Born in Manchester, England, Arrojo worked as a stylist for Vidal Sassoon, Wella International, and Bumble & Bumble salons before starting his own studio in downtown Manhattan in September 2001, the Arrojo Studio, which encompasses Arrojo Education and Arrojo Product. He was the hairstylist on TLC's What Not to Wear for seven years. He recently released his own product line, Arrojo, and is currently working on several how-to books. He is also involved with Wella's "Trend Vision 2006" project.

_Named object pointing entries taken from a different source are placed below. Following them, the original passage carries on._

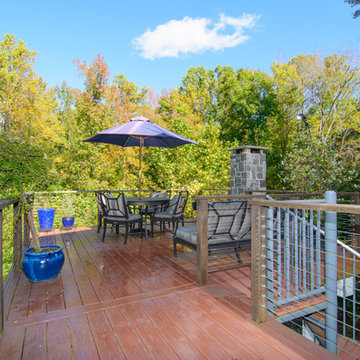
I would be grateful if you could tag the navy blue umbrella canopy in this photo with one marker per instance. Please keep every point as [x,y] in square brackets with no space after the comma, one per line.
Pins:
[140,132]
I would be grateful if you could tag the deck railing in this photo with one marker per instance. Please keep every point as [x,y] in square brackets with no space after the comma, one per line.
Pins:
[299,254]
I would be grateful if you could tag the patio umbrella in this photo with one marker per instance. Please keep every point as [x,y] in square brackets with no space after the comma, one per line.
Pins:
[140,132]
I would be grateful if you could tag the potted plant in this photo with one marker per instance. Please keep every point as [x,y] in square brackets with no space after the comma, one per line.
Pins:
[41,263]
[46,216]
[68,211]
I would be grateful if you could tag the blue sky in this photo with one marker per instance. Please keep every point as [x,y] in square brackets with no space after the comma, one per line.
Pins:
[154,43]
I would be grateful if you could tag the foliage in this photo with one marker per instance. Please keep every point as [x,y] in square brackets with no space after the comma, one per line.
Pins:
[68,205]
[245,101]
[23,167]
[326,90]
[354,3]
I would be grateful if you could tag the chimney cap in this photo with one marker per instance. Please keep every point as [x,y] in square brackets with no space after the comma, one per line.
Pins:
[249,149]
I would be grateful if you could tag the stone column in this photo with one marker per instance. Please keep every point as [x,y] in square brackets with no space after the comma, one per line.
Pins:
[247,169]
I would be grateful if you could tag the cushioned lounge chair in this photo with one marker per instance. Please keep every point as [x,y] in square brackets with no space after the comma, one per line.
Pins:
[229,225]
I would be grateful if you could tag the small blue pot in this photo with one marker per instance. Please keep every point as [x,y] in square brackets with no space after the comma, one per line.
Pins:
[39,267]
[46,218]
[68,222]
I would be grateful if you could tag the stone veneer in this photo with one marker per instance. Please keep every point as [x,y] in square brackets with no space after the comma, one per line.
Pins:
[247,169]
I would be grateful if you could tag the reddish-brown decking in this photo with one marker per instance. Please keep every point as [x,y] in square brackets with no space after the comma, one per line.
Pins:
[135,301]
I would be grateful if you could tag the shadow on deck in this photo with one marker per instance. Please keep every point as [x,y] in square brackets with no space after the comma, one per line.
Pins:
[137,301]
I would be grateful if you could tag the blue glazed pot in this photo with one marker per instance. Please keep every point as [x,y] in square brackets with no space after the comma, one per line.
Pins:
[68,222]
[39,267]
[46,218]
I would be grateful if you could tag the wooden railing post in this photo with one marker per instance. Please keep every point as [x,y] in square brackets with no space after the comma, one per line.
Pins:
[331,274]
[1,276]
[258,264]
[17,236]
[27,209]
[202,241]
[355,241]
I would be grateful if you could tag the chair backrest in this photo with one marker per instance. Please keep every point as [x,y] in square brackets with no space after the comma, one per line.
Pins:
[181,204]
[157,195]
[114,206]
[172,205]
[229,219]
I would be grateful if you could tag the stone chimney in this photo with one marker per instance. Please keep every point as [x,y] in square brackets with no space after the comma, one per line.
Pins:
[247,169]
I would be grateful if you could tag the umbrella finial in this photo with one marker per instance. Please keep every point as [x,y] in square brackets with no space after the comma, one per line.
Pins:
[140,118]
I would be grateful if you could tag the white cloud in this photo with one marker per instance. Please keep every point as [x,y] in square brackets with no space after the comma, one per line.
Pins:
[190,35]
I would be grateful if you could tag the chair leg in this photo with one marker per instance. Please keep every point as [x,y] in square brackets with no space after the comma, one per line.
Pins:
[238,255]
[99,222]
[175,250]
[103,239]
[126,232]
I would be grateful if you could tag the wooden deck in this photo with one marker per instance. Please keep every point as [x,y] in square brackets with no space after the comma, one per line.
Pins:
[136,301]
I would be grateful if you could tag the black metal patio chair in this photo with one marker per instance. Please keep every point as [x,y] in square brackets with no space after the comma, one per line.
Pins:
[173,214]
[115,211]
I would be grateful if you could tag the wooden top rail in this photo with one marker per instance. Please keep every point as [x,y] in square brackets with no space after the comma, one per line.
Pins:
[349,209]
[227,197]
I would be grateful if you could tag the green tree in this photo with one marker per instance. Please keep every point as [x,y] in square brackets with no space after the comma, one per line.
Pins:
[245,101]
[27,107]
[326,91]
[197,89]
[24,167]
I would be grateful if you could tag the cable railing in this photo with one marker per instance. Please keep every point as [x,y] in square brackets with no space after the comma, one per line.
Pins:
[306,272]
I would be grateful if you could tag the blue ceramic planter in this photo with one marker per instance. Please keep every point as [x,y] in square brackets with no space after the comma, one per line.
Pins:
[39,267]
[68,222]
[46,218]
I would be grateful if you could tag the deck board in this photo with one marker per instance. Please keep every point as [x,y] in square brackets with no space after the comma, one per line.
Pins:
[136,301]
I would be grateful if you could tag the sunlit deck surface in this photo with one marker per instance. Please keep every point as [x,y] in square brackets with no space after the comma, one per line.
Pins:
[136,301]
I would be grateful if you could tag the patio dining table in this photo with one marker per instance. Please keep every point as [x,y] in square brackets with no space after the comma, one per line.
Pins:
[145,202]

Some of Arrojo's celebrity clients include supermodels Melissa Keller, Yamila Diaz, and Karen Ferrari; actors Minnie Driver and Liev Schreiber; musicians Bryan Adams and Bernard Sumner; and British comedian and performer Victoria Wood.

Arrojo taught the art of hair coloring to Queer Eyes Kyan Douglas. Arrojo was the resident stylist on TLC's What Not to Wear; he left in 2009 during the show's seventh season and was replaced by Ted Gibson.

He works at Arrojo Studios, and Lina Arrojo gave birth to twin boys named Nico and Marco in February 2010.